Sabiendo cuales iban a ser las consecuencias, miré fijamente a los ojos del grandote, y con seriedad y firmeza, le expliqué –Voy a necesitar que me abran el féretro. Pasó de todo. Empujones, gritos, insultos, amenazas, una gran confusión, gente corriendo, más gritos, personas caídas. Cuando pude sacarme al gendarme de encima, me paré, el viento ya no corría, los niños que ocasionalmente se encontraban en el lugar lloraban asustados, al igual que algunas de las mujeres. Del cortejo fúnebre no quedó ni rastro, salvo el féretro, que había quedado ahí, abandonado.

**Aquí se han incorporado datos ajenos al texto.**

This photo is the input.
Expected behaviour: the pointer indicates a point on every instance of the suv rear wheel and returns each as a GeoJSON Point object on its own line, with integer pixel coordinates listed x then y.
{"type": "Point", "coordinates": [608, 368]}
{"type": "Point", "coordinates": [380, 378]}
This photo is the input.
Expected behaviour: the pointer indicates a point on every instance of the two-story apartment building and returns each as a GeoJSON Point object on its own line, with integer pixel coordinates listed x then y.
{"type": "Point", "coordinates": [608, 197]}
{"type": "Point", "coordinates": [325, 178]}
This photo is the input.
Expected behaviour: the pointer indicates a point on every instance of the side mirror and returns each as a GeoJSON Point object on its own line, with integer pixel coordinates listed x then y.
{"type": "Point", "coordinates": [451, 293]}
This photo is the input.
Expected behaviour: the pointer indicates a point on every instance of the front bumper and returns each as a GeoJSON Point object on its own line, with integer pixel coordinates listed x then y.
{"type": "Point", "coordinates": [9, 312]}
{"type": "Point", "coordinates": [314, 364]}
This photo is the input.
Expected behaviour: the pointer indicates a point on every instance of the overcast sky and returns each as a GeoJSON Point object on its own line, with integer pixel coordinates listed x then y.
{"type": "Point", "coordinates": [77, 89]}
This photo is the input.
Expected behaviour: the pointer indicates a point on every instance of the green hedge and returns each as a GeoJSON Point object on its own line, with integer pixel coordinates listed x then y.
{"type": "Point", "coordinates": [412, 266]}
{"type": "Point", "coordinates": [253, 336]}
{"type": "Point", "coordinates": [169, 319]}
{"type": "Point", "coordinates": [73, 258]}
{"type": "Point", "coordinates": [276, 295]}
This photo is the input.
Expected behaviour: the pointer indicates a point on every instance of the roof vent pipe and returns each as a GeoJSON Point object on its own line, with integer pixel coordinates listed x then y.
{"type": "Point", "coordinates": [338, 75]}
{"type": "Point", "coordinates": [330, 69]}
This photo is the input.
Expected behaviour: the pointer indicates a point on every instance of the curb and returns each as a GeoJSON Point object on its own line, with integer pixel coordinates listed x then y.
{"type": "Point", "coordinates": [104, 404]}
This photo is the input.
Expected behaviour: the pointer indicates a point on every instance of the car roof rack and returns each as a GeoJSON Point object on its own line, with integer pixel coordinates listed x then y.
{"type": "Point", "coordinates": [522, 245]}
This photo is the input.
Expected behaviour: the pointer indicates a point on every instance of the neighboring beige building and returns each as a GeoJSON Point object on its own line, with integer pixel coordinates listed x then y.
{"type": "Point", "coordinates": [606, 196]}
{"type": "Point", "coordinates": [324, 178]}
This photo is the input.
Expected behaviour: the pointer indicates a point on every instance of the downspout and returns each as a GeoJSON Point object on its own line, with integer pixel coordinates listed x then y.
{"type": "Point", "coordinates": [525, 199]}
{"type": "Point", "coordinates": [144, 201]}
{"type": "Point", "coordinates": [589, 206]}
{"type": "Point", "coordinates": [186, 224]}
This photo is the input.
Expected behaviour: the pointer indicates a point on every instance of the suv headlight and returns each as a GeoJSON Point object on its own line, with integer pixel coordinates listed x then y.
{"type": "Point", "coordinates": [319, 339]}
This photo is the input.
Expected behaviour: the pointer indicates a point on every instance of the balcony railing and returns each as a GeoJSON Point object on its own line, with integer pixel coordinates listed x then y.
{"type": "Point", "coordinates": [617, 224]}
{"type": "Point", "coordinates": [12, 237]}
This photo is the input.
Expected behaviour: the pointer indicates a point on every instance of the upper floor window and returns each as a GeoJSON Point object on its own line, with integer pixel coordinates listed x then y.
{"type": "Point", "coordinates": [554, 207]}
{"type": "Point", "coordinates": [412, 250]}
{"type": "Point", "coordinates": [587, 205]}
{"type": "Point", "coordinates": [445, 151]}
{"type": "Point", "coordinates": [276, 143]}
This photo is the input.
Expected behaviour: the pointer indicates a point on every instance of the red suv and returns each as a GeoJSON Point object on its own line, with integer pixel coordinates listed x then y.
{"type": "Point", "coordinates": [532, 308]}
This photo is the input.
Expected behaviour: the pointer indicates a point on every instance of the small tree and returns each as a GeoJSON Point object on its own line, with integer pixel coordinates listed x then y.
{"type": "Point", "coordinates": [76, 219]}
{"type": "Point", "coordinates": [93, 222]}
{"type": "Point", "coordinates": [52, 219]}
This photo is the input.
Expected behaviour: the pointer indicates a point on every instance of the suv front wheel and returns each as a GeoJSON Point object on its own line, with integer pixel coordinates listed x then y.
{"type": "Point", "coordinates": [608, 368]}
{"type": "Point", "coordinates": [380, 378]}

Entre cuatro lo pusimos a altura y lo abrimos. El frío me recorrió la espalda cuando vi el rostro de mi santa, y recordé el acertijo, “BUSCA BAJO LA TAPA”, pero ¿Qué quería decir “NO ESTOY ALLÍ. YO NO SOY YO?

Solo los judíos enterrarían a sus muertos sin ropa, cubiertos por una mortaja de seda. Yo, que soy agnóstico, recé una oración por su alma, le pedí perdón por lo que estaba por hacer, y le abrí la mortaja desde el pecho. Aterradora fue mi sorpresa cuando pude ver, a la altura del esternón, una costura longitudinal, grosera, sin ningún respeto. Necrofilia pura.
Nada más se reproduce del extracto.